Nitekim yukarıda bahsi geçen emsal içtihatında Yargıtay 17. Hukuk Dairesi bekar kız çocuklarının destek tazminatı talebi yönünde dahi “Anneleri vefat eden davacıların Dairemiz uygulamalarıyla belirlenen (22 ve 25) yaşın üzerinde olduğu; ölen annelerinin desteğine muhtaç olmalarını gerektiren herhangi bir ağır hastalık ya da engellerinin olduğuna dair delilin bulunmadığı; anne- babanın çocuğa destekliğinin sonsuz bir ilişki olarak kabul edilemeyeceği ilkesi dikkate alındığında, davacı kızların destek tazminatı talep haklarının bulunmadığının kabulü gerekir.” denilerek, destek muhtaçlığın kanıtlaması gerektiğini belirtmiştir.
Somut olayda; müteveffanın, dosyada yer alan engellilik raporları ve mahkemece Adli Tıp Uzmanı’ndan alınan rapora göre, kaza öncesi kas ve iskelet sistemlerinden kaynaklanan rahatsızlıklar nedeniyle ayakta duramaz halde olduğu, bu haliyle başkasının bakımına muhtaç olduğu sabit olup, efor gerektiren işlerini dahi yerine getiremez durumda iken davacıya destek olması bir yana, davacının müteveffaya destek olmasıyla müteveffanın hayatını devam ettirdiği anlaşılmakla, mahkemece davacının destekten yoksun kalma tazminatının reddine karar verilmiş olmasında isabetsizlik bulunmamaktadır.

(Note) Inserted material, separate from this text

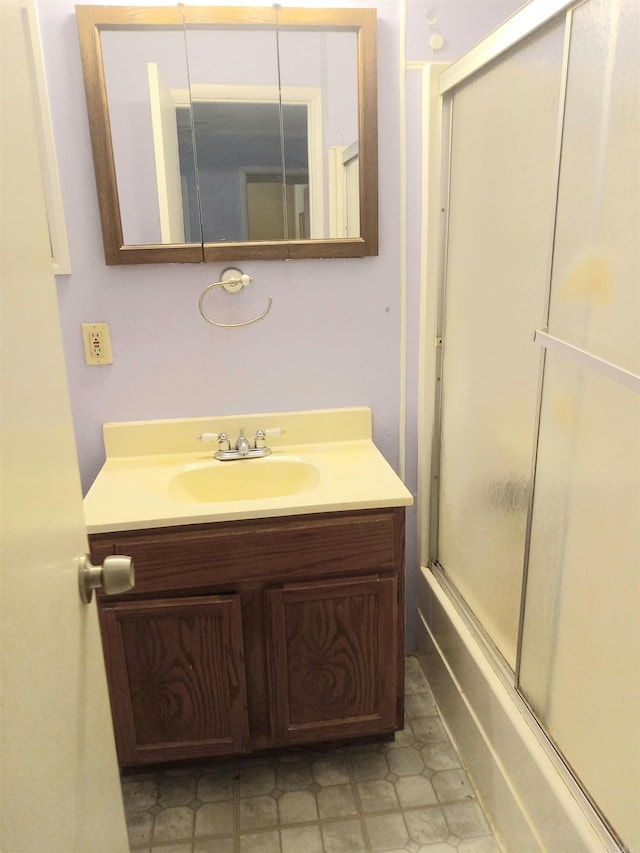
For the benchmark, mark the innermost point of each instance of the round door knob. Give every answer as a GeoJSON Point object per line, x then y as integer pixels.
{"type": "Point", "coordinates": [115, 575]}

İstinaf eden taraf vekillerinin manevi tazminatın miktarına yönelik istinaf sebeplerine gelince; 6098 TBK’nın 56/2. maddesi “Ağır bedensel zarar veya ölüm hâlinde, zarar görenin veya ölenin yakınlarına da manevi tazminat olarak uygun bir miktar paranın ödenmesine karar verilebilir.” hükmü ile aynı Yasanın 51. maddesinde yer alan “Hâkim, tazminatın kapsamını ve ödenme biçimini, durumun gereğini ve özellikle kusurun ağırlığını göz önüne alarak belirler.” hükmüne göre, somut olayda olay tarihi, olayın oluş şekli, kazada müteveffanın asli kusurlu olması, tarafların sosyal ve ekonomik durumu, davacının ve vefat edenin yaşı, davacının evladını kaybetmiş olması nedeniyle çekilen acı ve duyulmuş olunan üzüntünün boyutu, hakkaniyet ve manevi tazminat miktarının bir taraf için zenginleşme aracı, diğer taraf için de yıkım olmaması ilkesi ve davacının uğradığı manevi zarar göz önüne alındığında; mahkemece hükmedilen manevi tazminat hakkaniyetli şekilde belirlenmiş olduğundan istinaf eden taraf vekillerinin manevi tazminatın miktarına yönelik istinaf sebepleri de yerinde görülmemiştir.
Buna göre; dosya kapsamına, kararın dayandığı delillerle, yasaya uygun gerektirici nedenler ve ileri sürülen istinaf sebepleri dikkate alındığında mahkeme kararında usul ve esas yönünden yasaya aykırılık bulunmamasına, göre; davacı vekilinin ve davalı … vekilinin tüm istinaf sebepleri yerinde görülmediğinden, istinaf başvurularının HMK’nın 353/1-b-1 maddesi gereğince ayrı ayrı esastan reddine karar verilmesi gerekmiş, aşağıdaki hüküm tesis edilmiştir.
HÜKÜM : Gerekçesi yukarıda izah edildiği üzere;
1-Davacı vekilinin ve davalı … vekilinin yerel mahkeme kararına yönelik istinaf başvurusunun 6100 Sayılı HMK’nın 353/1-b-1 maddesi gereğince ayrı ayrı ESASTAN REDDİNE,
2-Davacı tarafından yatırılması gereken 80,70 TL maktu istinaf karar ve ilam harcından, peşin alınan 54,40 TL’nin mahsubu ile bakiye 26,30 TL harcın davacıdan tahsili ile Hazineye irat kaydına, davalı … tarafından yatırılması gereken 1.024,65 TL istinaf karar ve ilam harcından, peşin alınan 260,00 TL’nin mahsubu ile bakiye 764,65 TL harcın bu davalıdan tahsili ile Hazineye irat kaydına,
3-İstinaf eden taraflarca yapılan istinaf yargılama giderlerinin kendi üzerilerinde bırakılmasına,
4-Kararın taraflara usulüne uygun şekilde tebliğine,
5-HMK’nın 333. maddesi gereğince kullanılmayan istinaf gider avansının karar kesinleştiğinde yatırana iadesine,
Dair, duruşma açılmadan dosya üzerinde yapılan inceleme sonunda, HMK.nın 361/1 maddesi uyarınca kararın usulen tebliğinden itibaren iki hafta içerisinde TEMYİZ YOLU AÇIK olmak üzere 26/10/2022 tarihinde oy birliği ile karar verildi.

Başkan
Üye
Üye
Katip

* Bu belge, 5070 sayılı Kanun hükümleri gereğince elektronik imza ile imzalanmıştır.